PUPILS from Old Sarum Primary School have buried a time capsule in a new development in Salisbury, with help from Time Team’s Phil Harding.

The whole school got involved in selecting objects to be buried at Longhedge Village which can be dug up in the future for people to see how Old Sarum has changed.

The items included a postage stamp, coins, local and national newspapers, fashion magazines, recipes, a grocery receipt for a weekly shop, an Old Sarum history book, local leaflets, the school’s timetable and menu, photographs and a map of the school – plus plans for the new build – and information on the school council, who buried the capsule.

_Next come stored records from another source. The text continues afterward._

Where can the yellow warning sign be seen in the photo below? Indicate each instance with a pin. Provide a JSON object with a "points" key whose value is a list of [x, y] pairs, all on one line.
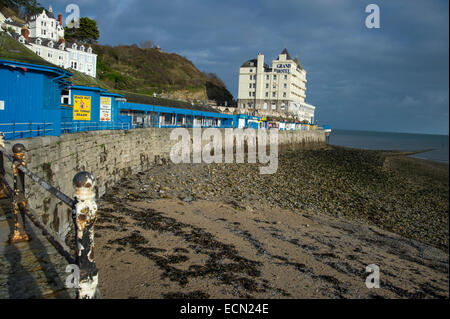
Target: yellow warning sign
{"points": [[81, 108]]}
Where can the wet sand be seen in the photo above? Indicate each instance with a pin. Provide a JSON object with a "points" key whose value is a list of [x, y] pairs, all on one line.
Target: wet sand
{"points": [[206, 232]]}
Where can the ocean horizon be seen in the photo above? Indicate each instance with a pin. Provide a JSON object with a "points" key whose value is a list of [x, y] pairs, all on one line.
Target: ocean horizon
{"points": [[373, 140]]}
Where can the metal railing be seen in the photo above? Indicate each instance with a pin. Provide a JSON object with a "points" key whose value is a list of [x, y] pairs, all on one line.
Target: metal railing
{"points": [[15, 130], [74, 127], [83, 207]]}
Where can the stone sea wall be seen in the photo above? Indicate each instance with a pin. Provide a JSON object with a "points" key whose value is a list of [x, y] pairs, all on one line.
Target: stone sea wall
{"points": [[109, 156]]}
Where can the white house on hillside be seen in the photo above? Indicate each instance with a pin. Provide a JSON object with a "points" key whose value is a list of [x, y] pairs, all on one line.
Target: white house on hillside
{"points": [[45, 26], [44, 35]]}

Phil Harding from Time Team and Wessex Archaeology said: “I was pleased to help the children bury their time capsule and was impressed with the items they selected, they’d clearly spent a lot of time carefully choosing what should be included.

"I work for Wessex Archaeology and we’ve been responsible for the archaeological works at Longhedge Village and I find Salisbury fascinating, especially how the new development is following a similar path to Salisbury’s very first settlement. It was great to work with some budding new historians.”

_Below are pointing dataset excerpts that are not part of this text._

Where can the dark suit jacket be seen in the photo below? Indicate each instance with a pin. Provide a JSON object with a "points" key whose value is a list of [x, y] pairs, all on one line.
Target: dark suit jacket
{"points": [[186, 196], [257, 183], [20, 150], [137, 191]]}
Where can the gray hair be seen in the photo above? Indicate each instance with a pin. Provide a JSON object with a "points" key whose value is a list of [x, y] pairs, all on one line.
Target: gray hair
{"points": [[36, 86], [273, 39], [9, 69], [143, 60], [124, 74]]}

Each year group focused on specific areas and submitted work ranging from photos and pictures to toys, uniforms and autobiographies.

Also buried were some brochures for the new Linden Homes that are currently being built at Longhedge Village, including floor plans and price lists.

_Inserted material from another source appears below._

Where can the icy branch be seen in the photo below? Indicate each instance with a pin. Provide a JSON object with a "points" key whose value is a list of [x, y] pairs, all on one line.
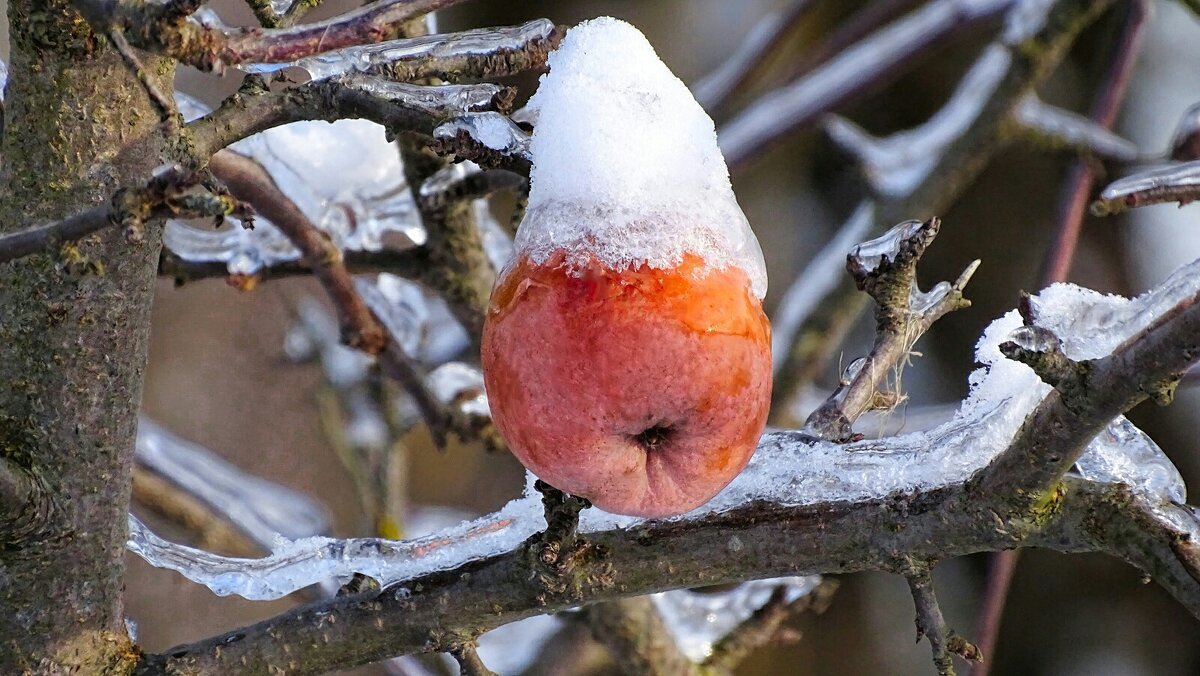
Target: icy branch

“We thought it would be interesting to create a time capsule while the new homes are being built,” Mick Arnold, production director for Linden Homes, explained.

“We spoke to the children in assembly and they were really excited about collating items for a time capsule, one child even generously offered to bury the family’s iPad to show future generations what technology was like in 2017, which we politely declined.

"The pupils were incredibly enthusiastic and well behaved, and we were thrilled to have Phil involved with his expertise.”

The time capsule is buried on open space by the sales and marketing suite and has been marked with a plaque, so people can visit it.

The children will be able to dig it up in 50 years’ time, when they’re in their 50s and 60s, to see how Old Sarum and life in general has changed.

The new development comprises 650 homes, a primary school, neighbourhood centre, community sports facilities and over 20 hectares of green open space.